The girls went to the toilet in the crypt of St Paul’s Church in Holgate just before the cinema trip in the February half term. Staff of the St Paul’s Out of School Club failed to do a head count before setting off for the cinema - and locked the door to the crypt, with the two children inside and the lights off.

It beggars belief they didn’t realise, while buying cinema tickets, that two children were missing.

The club’s manager, who was in charge on the day, has now resigned.
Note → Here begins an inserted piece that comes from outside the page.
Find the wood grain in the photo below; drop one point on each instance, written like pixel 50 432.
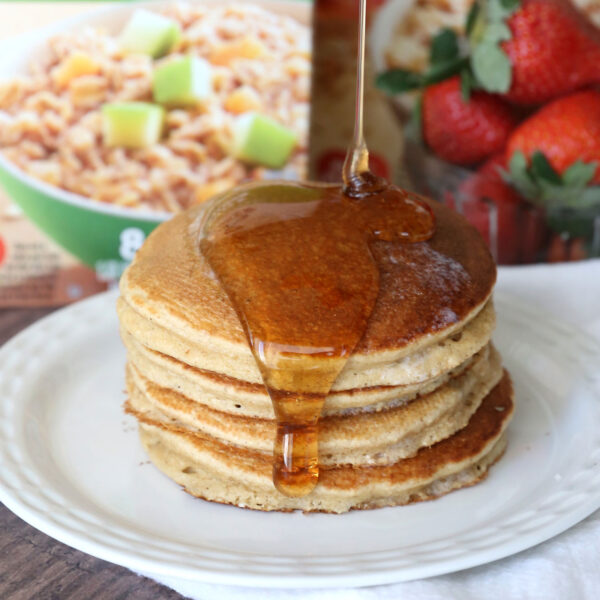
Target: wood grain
pixel 33 566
And in initial findings, Ofsted inspectors who investigated the case have rapped the club for a “serious breach of requirements” which left children at “considerable risk of harm”.

Ofsted has issued a welfare requirements notice instructing the club to make staff fully aware of safety protocols - including that children should always be “within sight or hearing of adults”. The club could face prosecution if it fails to do so.

A full report will be published in due course. For now, however, Ofsted has stopped short of taking away the club’s registration.

Ofsted acted rapidly and correctly in this case. This was an appalling lapse by the St Paul’s Club. But it does seem to have been an aberration.

Parents will make up their own minds about whether they trust the club in future. But the member of staff in charge on the day has left, and we would hope the club has learned its lesson.

Pending the publication of Ofsted’s full report, it should perhaps be given one more chance.